PDF - Katholische Kirche beim hr

Monika Dittmann, Hochheim
hr4-Übrigens am Mittwoch, 31. August 2016
Einmachzeit
Zum Gesprächskreis mit den Bewohnern im Altenheim hatte ich Weckgläser und
Einmachgummis mitgebracht. Wir haben uns an frühere Zeiten erinnert – an den großen
Garten, an die Vielfalt der Früchte und daran, dass nichts verkommen durfte. Die reiche
Ernte des Sommers wurde in Gläser gepackt, damit man im Winter davon zehren konnte.

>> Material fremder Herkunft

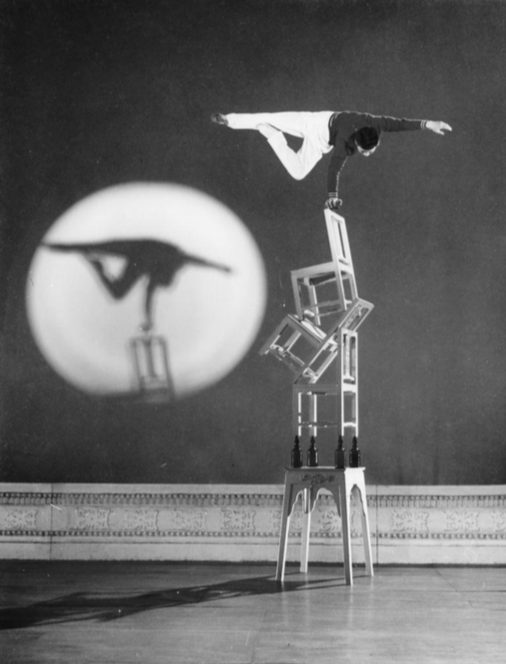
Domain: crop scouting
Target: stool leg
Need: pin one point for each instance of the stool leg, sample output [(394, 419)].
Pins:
[(366, 536), (345, 520), (285, 524), (306, 528)]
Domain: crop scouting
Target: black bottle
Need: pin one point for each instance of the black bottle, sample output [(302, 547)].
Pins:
[(296, 454), (354, 454), (312, 453), (339, 455)]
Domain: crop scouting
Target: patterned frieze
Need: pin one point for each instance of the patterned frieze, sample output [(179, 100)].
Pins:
[(218, 515)]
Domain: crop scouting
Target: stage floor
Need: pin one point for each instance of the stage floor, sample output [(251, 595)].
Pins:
[(154, 612)]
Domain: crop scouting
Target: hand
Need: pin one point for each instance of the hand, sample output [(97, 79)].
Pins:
[(438, 127), (333, 203)]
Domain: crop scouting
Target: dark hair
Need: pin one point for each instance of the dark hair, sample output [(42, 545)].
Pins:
[(367, 138)]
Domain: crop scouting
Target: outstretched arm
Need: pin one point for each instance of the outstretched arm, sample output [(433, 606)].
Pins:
[(437, 127), (336, 164)]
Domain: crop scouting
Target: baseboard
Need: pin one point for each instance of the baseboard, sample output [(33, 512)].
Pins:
[(454, 525)]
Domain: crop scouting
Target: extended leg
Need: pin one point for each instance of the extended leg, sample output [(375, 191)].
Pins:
[(311, 127)]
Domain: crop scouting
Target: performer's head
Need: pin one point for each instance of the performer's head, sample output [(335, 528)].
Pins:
[(367, 140)]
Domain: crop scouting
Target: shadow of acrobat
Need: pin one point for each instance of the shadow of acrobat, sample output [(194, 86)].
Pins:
[(103, 607)]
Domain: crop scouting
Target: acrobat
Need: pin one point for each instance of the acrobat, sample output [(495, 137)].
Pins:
[(343, 132), (158, 261)]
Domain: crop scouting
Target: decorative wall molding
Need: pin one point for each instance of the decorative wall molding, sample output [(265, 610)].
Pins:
[(415, 525)]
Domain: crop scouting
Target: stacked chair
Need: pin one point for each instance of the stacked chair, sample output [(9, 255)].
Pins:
[(323, 334), (320, 339)]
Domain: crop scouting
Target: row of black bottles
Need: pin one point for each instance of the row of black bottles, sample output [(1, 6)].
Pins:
[(339, 454)]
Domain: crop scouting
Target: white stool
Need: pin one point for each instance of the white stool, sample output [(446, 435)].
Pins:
[(341, 483)]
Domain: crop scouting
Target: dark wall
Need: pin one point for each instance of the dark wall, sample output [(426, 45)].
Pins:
[(96, 93)]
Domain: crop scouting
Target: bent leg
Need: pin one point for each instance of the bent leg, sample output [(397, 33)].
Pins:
[(290, 122), (300, 163)]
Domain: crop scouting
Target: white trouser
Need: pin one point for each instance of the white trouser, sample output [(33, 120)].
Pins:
[(313, 128)]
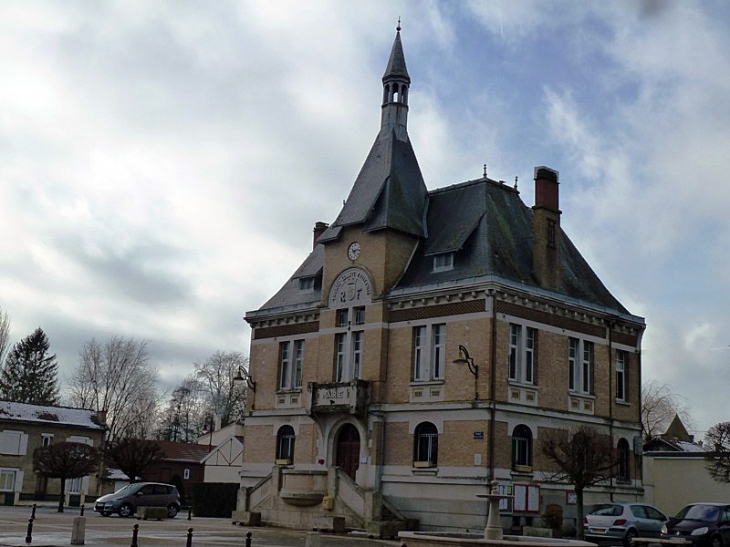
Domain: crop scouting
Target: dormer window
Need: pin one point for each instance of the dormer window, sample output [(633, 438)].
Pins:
[(443, 262), (306, 284)]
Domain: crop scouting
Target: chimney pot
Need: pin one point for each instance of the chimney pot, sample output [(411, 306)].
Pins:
[(319, 228)]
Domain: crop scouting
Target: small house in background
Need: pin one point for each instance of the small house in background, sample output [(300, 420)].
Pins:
[(23, 429), (182, 466), (225, 456), (675, 473)]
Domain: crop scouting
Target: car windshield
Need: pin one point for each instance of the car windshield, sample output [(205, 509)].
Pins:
[(129, 489), (699, 512), (606, 510)]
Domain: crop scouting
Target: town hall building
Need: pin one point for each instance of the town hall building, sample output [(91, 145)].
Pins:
[(426, 343)]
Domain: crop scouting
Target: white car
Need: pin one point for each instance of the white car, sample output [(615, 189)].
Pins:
[(621, 522)]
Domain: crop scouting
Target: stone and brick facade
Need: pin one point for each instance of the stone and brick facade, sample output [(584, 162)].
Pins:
[(424, 346)]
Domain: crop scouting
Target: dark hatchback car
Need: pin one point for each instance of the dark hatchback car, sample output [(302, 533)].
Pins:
[(127, 500), (704, 524)]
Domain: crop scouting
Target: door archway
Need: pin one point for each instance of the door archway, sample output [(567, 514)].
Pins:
[(347, 451)]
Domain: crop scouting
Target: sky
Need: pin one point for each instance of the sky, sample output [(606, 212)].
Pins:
[(162, 164)]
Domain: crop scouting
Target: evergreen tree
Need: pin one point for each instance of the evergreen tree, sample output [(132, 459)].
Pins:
[(30, 374)]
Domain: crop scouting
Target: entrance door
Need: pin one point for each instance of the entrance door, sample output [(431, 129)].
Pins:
[(348, 450)]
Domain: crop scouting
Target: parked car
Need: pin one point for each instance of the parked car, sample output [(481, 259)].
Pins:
[(704, 524), (127, 500), (621, 522)]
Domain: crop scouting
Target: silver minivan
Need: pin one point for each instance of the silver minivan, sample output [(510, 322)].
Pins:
[(125, 501)]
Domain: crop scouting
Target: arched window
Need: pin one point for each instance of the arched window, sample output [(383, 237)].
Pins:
[(521, 447), (623, 472), (425, 445), (285, 444)]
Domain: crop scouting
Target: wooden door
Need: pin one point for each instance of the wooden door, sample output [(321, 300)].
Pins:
[(348, 450)]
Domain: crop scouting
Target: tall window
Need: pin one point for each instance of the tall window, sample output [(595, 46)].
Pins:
[(426, 444), (622, 358), (580, 359), (522, 446), (522, 346), (75, 485), (622, 456), (285, 443), (349, 344), (291, 361), (429, 352)]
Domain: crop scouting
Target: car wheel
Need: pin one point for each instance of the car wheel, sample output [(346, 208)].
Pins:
[(125, 510)]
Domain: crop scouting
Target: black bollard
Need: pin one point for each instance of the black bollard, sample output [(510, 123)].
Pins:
[(134, 535), (29, 536)]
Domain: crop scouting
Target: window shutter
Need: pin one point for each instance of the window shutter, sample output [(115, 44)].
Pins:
[(23, 444), (19, 480)]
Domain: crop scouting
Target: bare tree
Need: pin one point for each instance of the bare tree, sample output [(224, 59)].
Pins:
[(65, 460), (4, 334), (186, 415), (216, 376), (118, 378), (659, 405), (584, 457), (134, 456), (717, 455)]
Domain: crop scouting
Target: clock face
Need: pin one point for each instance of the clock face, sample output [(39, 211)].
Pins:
[(353, 251)]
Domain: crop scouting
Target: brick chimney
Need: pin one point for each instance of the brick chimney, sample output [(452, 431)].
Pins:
[(100, 417), (546, 229), (319, 228)]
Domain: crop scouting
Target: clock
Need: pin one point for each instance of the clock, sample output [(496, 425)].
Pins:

Die Vielfalt der Früchte und Farben wurde hinübergerettet für den trostlosen und grauen
Winter. Dann konnte man von dem leben, was der pralle Sommer geschenkt hatte. Die
Vorräte haben Sicherheit gegeben – gerade in schlechten Zeiten.
Jetzt, im Altenheim, macht niemand mehr ein. Der Garten ist Vergangenheit; Obst und
Gemüse liegen fertig bereitet auf dem Teller. Zugleich haben wir andere Vorräte entdeckt,
von denen wir zehren.
Eine alte Dame sagte: „Ich bin froh über die Bescheidenheit, mit der ich aufgewachsen bin–
und auch dankbar für die Entbehrungen – so schlimm sie damals waren. Das macht es mir
jetzt leichter, mich auf ein Zimmer zu beschränken.“
Für jemanden anderen war es der gute Familienzusammenhalt, der durchgetragen hat in
schweren Zeiten. Das hat ihr Vertrauen ins Leben gegeben.

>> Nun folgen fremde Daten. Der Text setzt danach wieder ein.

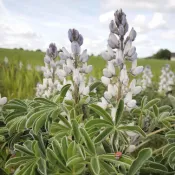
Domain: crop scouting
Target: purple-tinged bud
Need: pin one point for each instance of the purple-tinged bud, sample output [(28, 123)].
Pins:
[(73, 35), (113, 27), (132, 34), (52, 51), (80, 40), (121, 30)]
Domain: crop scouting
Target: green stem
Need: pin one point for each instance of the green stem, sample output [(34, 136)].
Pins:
[(160, 130)]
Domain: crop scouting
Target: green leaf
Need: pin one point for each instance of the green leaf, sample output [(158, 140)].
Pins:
[(133, 128), (65, 146), (154, 167), (172, 99), (101, 112), (156, 110), (95, 165), (97, 123), (102, 136), (142, 157), (23, 149), (33, 117), (144, 101), (64, 120), (42, 168), (82, 151), (90, 145), (94, 85), (71, 151), (58, 150), (39, 123), (74, 161), (52, 157), (63, 92), (45, 101), (119, 112), (76, 131), (18, 161), (151, 103), (168, 150), (164, 108)]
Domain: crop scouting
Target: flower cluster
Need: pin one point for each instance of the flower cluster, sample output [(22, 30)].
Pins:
[(72, 65), (120, 50), (167, 79), (146, 77), (3, 100)]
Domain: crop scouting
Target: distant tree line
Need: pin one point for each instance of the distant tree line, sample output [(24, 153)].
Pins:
[(162, 54)]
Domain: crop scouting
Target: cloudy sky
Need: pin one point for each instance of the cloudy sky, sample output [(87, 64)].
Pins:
[(33, 24)]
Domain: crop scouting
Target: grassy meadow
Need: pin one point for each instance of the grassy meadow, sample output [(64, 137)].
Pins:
[(20, 83)]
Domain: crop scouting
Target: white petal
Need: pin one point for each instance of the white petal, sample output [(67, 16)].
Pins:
[(105, 80), (107, 95), (3, 101), (106, 73), (106, 56), (75, 48)]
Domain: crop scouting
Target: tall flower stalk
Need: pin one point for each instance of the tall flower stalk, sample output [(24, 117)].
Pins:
[(167, 79), (119, 51), (146, 77)]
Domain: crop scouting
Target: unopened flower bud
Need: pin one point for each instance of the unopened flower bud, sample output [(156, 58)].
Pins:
[(75, 48), (107, 95), (121, 30), (84, 56), (107, 73), (105, 80), (73, 35), (3, 101), (47, 59), (80, 40), (132, 34), (52, 51), (113, 27), (113, 41), (119, 57), (132, 51)]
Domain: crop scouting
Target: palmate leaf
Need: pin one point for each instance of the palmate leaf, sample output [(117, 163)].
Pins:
[(95, 165), (151, 103), (142, 157), (62, 94), (101, 112), (123, 161), (95, 85), (154, 167), (172, 99), (89, 144), (119, 112), (76, 130), (102, 136), (132, 128), (72, 161), (97, 123)]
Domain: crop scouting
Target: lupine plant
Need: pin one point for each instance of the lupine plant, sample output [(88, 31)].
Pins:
[(119, 51), (146, 77), (167, 79), (78, 129)]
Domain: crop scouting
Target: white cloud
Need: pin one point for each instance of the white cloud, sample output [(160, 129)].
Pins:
[(15, 32), (170, 35), (148, 5), (157, 21), (106, 17)]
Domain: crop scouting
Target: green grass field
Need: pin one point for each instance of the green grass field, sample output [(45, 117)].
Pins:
[(36, 58), (18, 83)]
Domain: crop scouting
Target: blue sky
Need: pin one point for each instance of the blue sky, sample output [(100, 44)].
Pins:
[(34, 24)]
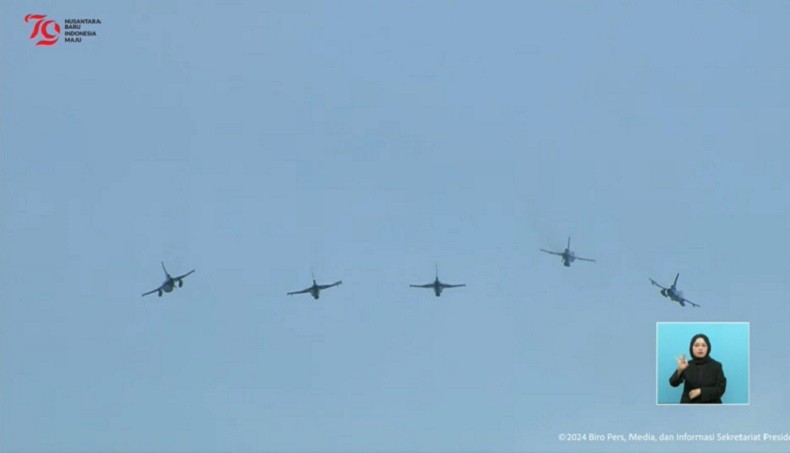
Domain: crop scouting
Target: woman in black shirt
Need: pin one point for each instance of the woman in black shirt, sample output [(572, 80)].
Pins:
[(703, 377)]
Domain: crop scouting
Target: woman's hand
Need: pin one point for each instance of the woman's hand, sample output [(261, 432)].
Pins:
[(682, 363), (694, 393)]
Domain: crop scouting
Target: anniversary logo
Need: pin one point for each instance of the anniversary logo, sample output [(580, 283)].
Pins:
[(48, 31)]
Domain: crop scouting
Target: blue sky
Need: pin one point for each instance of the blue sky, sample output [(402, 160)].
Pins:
[(258, 142)]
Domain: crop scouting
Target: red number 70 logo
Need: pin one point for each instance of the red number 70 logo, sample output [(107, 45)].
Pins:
[(42, 27)]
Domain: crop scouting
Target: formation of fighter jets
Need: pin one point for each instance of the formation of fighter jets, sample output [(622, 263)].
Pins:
[(170, 282), (315, 290), (567, 255), (436, 285), (673, 293)]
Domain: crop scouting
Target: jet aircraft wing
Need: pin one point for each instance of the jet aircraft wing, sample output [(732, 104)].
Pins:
[(182, 276), (655, 283), (549, 251), (447, 285), (152, 291), (329, 286), (692, 303)]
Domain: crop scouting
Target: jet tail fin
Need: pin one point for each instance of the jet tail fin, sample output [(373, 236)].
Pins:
[(163, 268)]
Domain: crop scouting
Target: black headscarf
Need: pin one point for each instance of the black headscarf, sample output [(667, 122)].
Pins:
[(696, 360)]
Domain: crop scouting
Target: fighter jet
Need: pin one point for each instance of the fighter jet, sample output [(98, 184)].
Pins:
[(315, 290), (567, 256), (673, 293), (437, 285), (170, 283)]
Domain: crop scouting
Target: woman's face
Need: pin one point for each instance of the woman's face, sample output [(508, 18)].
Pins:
[(700, 348)]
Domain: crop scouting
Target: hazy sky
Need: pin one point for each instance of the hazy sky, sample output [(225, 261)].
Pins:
[(364, 141)]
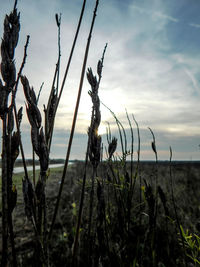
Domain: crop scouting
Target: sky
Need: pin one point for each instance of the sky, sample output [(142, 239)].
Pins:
[(151, 69)]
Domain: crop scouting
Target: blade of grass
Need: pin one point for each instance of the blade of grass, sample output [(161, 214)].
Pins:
[(74, 120)]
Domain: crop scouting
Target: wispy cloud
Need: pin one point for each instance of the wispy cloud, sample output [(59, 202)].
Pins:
[(194, 25)]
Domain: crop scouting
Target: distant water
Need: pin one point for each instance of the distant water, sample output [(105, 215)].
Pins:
[(30, 168)]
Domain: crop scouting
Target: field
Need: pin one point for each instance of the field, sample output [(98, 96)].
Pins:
[(111, 209), (122, 248)]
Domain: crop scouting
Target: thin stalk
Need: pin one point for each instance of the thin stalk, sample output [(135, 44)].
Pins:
[(175, 208), (15, 109), (74, 121), (67, 70), (4, 196), (91, 204)]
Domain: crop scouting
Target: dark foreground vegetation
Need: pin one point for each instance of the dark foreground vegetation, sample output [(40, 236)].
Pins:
[(144, 239), (116, 211)]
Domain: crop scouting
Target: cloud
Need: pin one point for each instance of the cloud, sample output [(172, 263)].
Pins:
[(154, 13), (194, 25)]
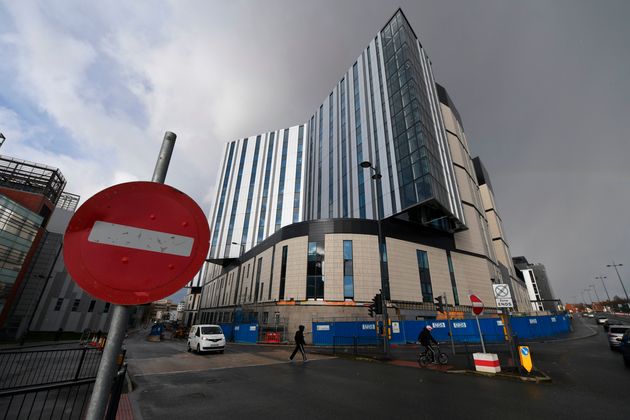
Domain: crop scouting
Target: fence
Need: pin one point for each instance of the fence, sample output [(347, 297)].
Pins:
[(41, 367), (53, 384), (463, 330)]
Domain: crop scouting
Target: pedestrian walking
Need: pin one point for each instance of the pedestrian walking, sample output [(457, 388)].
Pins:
[(299, 344)]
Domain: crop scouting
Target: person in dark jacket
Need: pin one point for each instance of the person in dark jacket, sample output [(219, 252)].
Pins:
[(299, 343), (425, 338)]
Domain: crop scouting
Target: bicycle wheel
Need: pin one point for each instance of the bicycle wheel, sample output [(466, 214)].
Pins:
[(423, 361), (442, 358)]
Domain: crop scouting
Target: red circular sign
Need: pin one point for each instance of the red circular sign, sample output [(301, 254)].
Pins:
[(136, 243), (477, 304)]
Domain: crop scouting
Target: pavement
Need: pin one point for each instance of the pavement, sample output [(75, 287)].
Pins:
[(256, 382)]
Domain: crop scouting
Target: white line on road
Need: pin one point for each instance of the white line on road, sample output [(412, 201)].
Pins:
[(143, 239)]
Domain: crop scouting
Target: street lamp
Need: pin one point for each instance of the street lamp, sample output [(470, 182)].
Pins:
[(624, 287), (242, 249), (376, 176), (596, 295), (600, 277)]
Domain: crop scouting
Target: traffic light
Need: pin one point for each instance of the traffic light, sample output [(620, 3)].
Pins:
[(439, 305), (376, 307)]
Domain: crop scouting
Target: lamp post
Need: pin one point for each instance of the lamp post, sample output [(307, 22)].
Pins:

Eine Dame erinnerte sich noch an den Kindergottesdienst früher, sie sagte: “Das Singen
und die biblischen Geschichten von damals trage ich heute noch im Herzen. Oft geben sie
mir Halt in einsamen Stunden. Da singe ich vor mich hin; ich brauche kein Liederheft.“
Für einige in der Runde waren es die alten Gebete, die sie als Kinder auswendig gelernt
hatten. Bis heute geben sie ihnen Kraft.
Wir haben ganz viele Vorräte eingesammelt, die wir in der langen Vergangenheit unseres
Lebens geerntet haben. Heute lässt sich davon zehren. Gerade, wenn das Alter und die
Einschränkungen zunehmen, sind es Kostbarkeiten, die jetzt erst richtig gewürdigt werden.

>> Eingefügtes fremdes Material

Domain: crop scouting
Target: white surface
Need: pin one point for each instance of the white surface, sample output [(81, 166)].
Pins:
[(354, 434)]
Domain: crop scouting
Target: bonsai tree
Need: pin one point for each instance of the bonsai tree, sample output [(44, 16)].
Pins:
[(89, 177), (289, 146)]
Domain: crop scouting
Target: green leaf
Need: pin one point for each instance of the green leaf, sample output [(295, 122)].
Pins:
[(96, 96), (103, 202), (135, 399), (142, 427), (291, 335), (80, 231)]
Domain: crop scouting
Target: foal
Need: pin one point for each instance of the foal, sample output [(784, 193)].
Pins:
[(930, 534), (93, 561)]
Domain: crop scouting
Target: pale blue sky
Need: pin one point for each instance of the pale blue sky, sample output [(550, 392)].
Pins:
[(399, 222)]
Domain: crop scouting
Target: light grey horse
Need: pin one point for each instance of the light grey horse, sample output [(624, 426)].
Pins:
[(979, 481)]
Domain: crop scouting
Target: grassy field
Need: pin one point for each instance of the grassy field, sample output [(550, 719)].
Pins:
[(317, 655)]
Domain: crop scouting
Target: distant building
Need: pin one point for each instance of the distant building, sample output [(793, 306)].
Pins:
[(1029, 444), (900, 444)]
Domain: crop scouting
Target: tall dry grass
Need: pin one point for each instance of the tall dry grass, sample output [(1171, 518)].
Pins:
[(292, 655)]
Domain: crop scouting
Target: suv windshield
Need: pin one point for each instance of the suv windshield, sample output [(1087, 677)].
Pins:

In der Runde im Altenheim haben wir alles aufgeschrieben und in ein Einmachglas gelegt
… und hatten viel Anlass zum Danken.
Als ich meine Sachen wieder eingepackt habe, die restlichen Einmachgläser und Gummis,
da ist mir bewusst geworden: Eigentlich ist unser ganzes Leben Einmachzeit – damit wir
später einmal zehren können von Erfahrungen, Erlebnissen und Begegnungen.